Goebbels y Hitler subieron al Mercedes 280S blindado camino del Estadio Olímpico Adolf Hitler. Según el plan trazado por el ministro de Propaganda, una vez finalizase la ceremonia de inauguración invitarían a subir al auto a Himmler con la excusa de tratar pormenorizadamente el dispositivo antiterrorista de los JJ.OO. Ocurre que, iniciado el camino de vuelta, a la altura de la Avenida de la Victoria (antiguamente Charlottenburger Chaussee) un artefacto explosivo estallaría en los bajos del Mercedes llevándose la vida de los tres jerarcas nazis. Se cumpliría así el deseo del Führer quien, consumido por el alzhéimer, había decidido inmolarse y dejar la dirección del III Reich a Albert Speer.

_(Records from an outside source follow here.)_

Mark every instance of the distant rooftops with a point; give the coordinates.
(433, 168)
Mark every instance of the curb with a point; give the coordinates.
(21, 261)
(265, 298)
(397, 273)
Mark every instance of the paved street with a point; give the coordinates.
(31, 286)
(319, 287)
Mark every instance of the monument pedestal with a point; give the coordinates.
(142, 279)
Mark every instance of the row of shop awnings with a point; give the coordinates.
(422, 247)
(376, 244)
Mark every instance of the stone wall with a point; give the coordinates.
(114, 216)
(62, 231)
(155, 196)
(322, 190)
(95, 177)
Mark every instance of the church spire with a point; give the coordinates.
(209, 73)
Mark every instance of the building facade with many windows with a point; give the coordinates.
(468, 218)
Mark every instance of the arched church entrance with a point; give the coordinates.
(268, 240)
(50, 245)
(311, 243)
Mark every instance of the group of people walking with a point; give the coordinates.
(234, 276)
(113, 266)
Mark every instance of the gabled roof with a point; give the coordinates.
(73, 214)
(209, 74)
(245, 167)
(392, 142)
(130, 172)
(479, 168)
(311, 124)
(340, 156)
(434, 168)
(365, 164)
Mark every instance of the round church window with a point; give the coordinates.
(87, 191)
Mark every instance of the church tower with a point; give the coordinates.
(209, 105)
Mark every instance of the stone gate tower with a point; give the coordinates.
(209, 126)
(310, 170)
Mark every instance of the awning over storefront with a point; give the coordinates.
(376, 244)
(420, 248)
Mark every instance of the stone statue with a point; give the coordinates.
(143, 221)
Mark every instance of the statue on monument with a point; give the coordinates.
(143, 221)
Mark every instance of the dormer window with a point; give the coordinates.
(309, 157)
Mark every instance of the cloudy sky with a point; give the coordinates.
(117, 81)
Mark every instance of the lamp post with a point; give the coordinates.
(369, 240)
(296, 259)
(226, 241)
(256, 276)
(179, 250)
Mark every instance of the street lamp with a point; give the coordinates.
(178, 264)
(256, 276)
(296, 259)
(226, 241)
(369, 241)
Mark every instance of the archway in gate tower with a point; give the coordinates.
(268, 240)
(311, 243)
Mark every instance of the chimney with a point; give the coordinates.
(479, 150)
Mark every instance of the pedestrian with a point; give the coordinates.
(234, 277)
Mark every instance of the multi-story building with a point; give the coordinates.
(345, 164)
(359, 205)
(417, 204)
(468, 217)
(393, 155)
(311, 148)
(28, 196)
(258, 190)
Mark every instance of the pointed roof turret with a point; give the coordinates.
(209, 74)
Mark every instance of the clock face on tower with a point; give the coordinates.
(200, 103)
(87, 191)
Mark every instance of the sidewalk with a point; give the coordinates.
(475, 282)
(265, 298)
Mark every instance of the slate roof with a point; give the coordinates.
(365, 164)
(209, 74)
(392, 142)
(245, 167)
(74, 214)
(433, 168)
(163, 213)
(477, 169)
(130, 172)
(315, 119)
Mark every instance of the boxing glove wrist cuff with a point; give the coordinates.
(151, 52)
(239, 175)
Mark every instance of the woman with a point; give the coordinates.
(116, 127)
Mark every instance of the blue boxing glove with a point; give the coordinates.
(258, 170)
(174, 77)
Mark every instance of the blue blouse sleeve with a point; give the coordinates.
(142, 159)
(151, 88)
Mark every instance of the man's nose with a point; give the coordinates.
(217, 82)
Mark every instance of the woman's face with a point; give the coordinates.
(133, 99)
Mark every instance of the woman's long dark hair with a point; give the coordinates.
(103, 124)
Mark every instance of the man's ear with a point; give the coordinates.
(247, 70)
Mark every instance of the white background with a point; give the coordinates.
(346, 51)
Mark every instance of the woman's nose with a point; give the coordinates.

Para Hitler Berlín era una ciudad decadente. Allí el NSDAP había cosechado históricamente sus peores resultados cuando los nazis aun aceptaban el juego democrático. Como austriaco, consideraba la capital prusiana un lugar alicaído y simple y su objetivo siempre fue convertir a Berlín en un nuevo París, en una Roma imperial, o en una nueva Babilonia.

Los 81 países en los que se dividía el mundo entonces participaron en los Juegos Olímpicos. Se esperaba que el medallero lo liderase el III Reich. A la altura de 1972 Alemania ocupaba la mayor parte del territorio de Europa central y oriental, desde Bruselas al oeste hasta Kiev en el este y desde Tallin al norte hasta Creta al sur. Estados Unidos era el único país capaz de hacerle frente, aunque tanto Gran Bretaña, como Francia e Italia contaban con enormes deportistas con talentos procedentes de sus colonias africanas. Francia poseía la mitad de territorio continental que antaño, pero se le había permitido explotar una vasta zona africana. Se esperaba también gran actuación de las pujantes democracias sudamericanas, de los comunistas chinos y de la India, socio comercial preferente de Estados Unidos y la única democracia exitosa en Asia.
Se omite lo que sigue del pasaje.